Lead Site Reliability Engineer
2 weeks ago
Overview
DASH2 is seeking skilled technical professionals at various levels who are eager to challenge themselves in delivering top-tier SaaS solutions. We provide a stimulating environment that encourages growth, adaptability, and the consistent application of your expertise. Our clients depend on us during critical moments, and our engineering team is committed to fulfilling that promise.
As a Principal Engineer, your role will involve guiding the development of SaaS software solutions for clients primarily engaged with regulatory bodies such as the SEC. Our offerings are essential as they address regulatory challenges faced by our customers. In this capacity, you will oversee projects from inception to completion, set coding standards, gain a comprehensive understanding of our operational systems, and ensure that our technology evolves without accumulating technical debt.
Key Responsibilities
- Promote and establish a culture of Site Reliability Engineering (SRE) to uphold a robust platform infrastructure.
- Implement comprehensive application and infrastructure monitoring and alerting systems to avert client-impacting incidents, ensuring system availability, performance, and scalability to meet SLOs and SLAs.
- Enhance application performance at scale.
- Automate all processes, including operational runbooks.
- Define and support continuous integration and deployment (CI/CD) pipelines aligned with branching and quality assurance strategies.
- Engage deeply with technology, staying abreast of the latest tools, technologies, and methodologies; assist in evaluating, prototyping, and integrating them into workflows.
- Work independently to achieve project milestones and tasks on schedule while providing regular updates on progress.
- Foster strong relationships with SRE and software engineering teams to uphold quality standards.
- Commit to continuous learning and apply insights gained.
- Advocate for best practices, eliminate bottlenecks, and enhance processes.
Required Qualifications
- Proven experience in designing tiered web and mobile applications.
- Expertise in developing secure code and Azure infrastructure, adhering to security standards, and engaging in financial systems security practices using tools like Cloud Defender and Checkmarx.
- Over 8 years of experience in software development using modern programming languages such as C# .NET or Java.
- More than 8 years of experience in creating automated deployments with tools like Azure DevOps Pipelines, Ansible, Jenkins, or other scripting languages for managing infrastructure and software deployment in a CI/CD environment.

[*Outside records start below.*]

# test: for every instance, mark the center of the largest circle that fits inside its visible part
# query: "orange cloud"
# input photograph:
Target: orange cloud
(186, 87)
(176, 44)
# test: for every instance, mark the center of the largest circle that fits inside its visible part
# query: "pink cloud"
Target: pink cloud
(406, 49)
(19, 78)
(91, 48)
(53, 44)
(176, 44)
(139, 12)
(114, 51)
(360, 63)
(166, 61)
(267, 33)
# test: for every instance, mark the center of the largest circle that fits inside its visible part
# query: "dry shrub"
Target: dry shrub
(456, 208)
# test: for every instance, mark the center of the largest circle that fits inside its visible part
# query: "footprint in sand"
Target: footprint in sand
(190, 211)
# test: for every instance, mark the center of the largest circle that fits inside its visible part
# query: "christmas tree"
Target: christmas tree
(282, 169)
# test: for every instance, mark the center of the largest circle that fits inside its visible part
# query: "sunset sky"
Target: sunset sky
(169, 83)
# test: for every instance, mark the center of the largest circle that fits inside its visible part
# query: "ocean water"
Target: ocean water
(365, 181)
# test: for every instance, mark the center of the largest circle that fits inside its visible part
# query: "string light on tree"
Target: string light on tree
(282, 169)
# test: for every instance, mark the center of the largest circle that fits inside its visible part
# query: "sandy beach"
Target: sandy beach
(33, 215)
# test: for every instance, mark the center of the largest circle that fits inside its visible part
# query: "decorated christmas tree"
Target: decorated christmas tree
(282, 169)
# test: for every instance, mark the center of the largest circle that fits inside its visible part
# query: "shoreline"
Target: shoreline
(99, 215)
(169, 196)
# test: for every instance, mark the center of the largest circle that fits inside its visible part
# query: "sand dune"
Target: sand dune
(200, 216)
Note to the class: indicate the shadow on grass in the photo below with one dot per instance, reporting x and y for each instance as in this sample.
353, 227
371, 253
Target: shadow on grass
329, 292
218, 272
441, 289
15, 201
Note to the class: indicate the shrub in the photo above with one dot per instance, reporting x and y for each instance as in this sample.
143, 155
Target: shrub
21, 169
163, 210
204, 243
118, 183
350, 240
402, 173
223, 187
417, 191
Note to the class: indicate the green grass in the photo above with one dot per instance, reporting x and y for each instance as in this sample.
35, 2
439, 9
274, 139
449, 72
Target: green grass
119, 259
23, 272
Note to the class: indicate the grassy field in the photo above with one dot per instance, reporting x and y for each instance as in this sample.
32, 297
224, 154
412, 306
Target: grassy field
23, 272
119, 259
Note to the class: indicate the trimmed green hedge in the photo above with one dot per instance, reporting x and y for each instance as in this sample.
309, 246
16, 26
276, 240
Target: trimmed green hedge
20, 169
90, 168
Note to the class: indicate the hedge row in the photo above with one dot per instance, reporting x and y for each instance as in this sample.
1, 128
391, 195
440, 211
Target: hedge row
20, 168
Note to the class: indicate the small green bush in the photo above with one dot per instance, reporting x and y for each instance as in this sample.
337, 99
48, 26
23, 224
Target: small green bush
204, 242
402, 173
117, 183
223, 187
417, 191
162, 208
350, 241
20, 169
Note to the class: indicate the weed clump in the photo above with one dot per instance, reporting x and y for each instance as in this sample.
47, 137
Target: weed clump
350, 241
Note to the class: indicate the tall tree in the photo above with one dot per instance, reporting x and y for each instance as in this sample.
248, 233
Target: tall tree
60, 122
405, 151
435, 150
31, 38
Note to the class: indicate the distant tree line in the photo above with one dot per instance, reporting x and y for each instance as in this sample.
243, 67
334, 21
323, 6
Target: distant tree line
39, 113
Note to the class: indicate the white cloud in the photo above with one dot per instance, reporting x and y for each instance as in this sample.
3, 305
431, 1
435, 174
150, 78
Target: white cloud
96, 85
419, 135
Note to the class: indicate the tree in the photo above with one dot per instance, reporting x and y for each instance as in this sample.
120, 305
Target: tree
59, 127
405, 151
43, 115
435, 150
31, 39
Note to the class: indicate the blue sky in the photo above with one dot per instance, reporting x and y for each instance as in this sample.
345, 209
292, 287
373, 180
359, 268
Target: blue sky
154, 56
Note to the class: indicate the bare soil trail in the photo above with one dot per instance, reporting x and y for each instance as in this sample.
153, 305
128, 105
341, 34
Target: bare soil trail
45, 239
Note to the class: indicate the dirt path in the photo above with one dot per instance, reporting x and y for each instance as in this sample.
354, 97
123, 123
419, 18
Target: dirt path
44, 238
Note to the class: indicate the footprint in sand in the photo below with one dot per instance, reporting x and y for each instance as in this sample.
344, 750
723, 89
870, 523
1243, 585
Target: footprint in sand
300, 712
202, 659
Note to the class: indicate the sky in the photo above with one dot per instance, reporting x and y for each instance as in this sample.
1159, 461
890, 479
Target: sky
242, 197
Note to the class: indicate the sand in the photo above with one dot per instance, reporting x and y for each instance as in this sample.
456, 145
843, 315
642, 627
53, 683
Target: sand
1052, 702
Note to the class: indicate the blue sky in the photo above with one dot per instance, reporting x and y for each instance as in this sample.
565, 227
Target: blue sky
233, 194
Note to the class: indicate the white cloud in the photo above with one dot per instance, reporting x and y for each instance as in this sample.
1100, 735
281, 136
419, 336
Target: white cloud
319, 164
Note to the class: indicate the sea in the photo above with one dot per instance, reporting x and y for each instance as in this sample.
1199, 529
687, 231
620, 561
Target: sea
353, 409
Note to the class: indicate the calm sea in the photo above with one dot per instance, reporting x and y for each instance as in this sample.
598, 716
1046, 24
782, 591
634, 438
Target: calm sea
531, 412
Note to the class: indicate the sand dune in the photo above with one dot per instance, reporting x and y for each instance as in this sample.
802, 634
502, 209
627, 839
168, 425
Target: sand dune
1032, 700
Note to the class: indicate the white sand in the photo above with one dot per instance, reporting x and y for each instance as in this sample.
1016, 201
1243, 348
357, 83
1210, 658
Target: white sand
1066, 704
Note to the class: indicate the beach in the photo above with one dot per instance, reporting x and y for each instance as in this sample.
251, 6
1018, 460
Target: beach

- 8+ years of scripting experience in PowerShell or Python/Bash for automating system operations as runbooks for both Windows and Linux environments.
- 8+ years of experience in implementing best practices for production performance, availability, and scalability monitoring and alerting using tools such as New Relic, Dynatrace, DataDog, or AppDynamics.
- 8+ years of experience as a global administrator of Azure, including cloud cost management.
- 8+ years of experience supporting public-facing, revenue-generating systems.
- Strong focus on DevOps with experience in building and deploying Infrastructure as Code using Terraform or similar technologies.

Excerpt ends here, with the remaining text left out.